Racsonando Ando / Oscar Arley Noreña Ríos.
¿En qué velero te vas
cuando el mar es rumor entre olas y tormentas,
y las paredes no tienen sal ni horizonte de respuestas?
Sin colores, el lienzo de tu mirar…
y sin el pulso de tu reloj vagan las ausencias.
¡Solo pienso en ti!
Te busco…
y no estás.
En este mar sin ti, mi voz no llega…
Sin tus timbres en mi puerta,
sin el gato que ronronea la gracia de tu presencia.
Tu sombra, y mi guitarra, desnuda de cuerdas,
te busca en la quietud.
En la televisión:
fiesta triste de lo virtual.
¡Te busco…
y no hay respuestas!
Te busco…
y no estás.
En este mar sin ti, mi voz no llega…
En las calles sin sol,
la agonía siembra pasos de indiferencia.
Un cielo de nubarrones — la lluvia se pone en venta—,
y el eco de mis preguntas:
banquete amargo que la radio celebra.
¡Solo pienso en ti!
Te busco en unturas de sal,
en los ojos ciegos de la pared,
en los versos del alacrán.
Pan y agua es tu recuerdo.
El viento rechina su orquesta bajo un susurro que no me nombra.

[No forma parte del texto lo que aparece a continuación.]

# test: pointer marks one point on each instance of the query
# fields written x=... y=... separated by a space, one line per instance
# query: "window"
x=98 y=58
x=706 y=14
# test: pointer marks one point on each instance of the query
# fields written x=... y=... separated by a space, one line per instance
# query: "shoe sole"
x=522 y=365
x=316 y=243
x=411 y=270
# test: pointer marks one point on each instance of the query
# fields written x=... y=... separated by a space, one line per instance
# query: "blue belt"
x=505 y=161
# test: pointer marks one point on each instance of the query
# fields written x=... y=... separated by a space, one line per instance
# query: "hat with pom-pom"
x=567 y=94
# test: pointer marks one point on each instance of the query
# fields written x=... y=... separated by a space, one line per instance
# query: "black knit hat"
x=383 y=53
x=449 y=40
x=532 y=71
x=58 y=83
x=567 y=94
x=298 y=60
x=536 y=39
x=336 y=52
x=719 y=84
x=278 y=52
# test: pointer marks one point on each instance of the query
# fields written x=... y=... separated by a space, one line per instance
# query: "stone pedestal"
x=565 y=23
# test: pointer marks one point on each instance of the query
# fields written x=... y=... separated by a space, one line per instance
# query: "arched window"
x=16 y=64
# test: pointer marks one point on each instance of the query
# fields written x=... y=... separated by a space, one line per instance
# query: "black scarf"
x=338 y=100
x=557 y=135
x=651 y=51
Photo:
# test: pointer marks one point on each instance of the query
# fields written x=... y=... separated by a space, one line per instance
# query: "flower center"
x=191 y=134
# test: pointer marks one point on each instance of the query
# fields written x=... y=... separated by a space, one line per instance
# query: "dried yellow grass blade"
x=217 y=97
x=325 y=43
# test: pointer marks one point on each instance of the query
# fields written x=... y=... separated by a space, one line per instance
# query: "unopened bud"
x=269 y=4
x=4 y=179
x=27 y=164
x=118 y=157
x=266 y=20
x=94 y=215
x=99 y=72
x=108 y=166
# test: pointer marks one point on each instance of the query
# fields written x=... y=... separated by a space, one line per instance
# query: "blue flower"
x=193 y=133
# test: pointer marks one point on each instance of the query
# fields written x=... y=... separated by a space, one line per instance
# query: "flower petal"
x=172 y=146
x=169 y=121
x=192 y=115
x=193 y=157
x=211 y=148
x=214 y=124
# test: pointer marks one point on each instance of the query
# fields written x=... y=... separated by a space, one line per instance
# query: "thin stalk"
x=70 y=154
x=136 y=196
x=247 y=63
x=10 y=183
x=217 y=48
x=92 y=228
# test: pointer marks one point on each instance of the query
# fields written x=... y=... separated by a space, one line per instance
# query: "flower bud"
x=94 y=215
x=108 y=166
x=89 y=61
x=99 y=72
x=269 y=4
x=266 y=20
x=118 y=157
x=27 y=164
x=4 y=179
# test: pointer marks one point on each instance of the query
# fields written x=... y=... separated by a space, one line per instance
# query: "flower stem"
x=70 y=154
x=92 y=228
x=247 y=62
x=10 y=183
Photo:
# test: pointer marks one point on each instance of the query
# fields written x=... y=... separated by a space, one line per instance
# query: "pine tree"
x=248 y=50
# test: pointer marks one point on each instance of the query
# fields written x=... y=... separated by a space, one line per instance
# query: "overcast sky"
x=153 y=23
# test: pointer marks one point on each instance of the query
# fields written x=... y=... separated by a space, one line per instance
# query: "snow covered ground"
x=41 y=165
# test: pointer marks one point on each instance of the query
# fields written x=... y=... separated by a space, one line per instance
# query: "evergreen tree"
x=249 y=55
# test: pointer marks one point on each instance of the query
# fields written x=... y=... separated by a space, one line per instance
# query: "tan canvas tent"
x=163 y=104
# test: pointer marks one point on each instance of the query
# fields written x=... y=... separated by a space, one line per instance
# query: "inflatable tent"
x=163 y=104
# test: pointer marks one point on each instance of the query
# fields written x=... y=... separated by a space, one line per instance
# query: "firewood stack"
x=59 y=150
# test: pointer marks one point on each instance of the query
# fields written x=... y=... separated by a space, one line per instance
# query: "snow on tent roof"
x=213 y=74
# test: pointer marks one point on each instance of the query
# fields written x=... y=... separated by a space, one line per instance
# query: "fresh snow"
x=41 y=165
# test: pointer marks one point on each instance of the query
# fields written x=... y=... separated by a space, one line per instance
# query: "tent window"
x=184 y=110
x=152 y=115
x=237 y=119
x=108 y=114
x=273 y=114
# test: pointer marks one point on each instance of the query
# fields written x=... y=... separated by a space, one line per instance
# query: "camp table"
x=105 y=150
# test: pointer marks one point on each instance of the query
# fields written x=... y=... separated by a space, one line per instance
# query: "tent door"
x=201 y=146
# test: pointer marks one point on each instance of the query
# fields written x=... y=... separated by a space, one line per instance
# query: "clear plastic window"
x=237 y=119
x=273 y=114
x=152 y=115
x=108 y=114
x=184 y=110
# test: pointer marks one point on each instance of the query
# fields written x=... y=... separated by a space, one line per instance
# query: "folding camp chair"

La luna mira y calla, con su charca de escamas puestas.
Mi pensamiento es un laberinto de aldabas inciertas,
un mar que devana dudas y teje tantas ausencias.
Te busco…
te nombro…
y no estás.
En este mar sin ti, mi voz…
no llega…
Te busco,
te reclamo,
te aguardo…
y el eco de mi corazón —gritando—
vive en penumbras, en espera de tu respuesta.
Racsonando Ando / Oscar Arley noreña Ríos.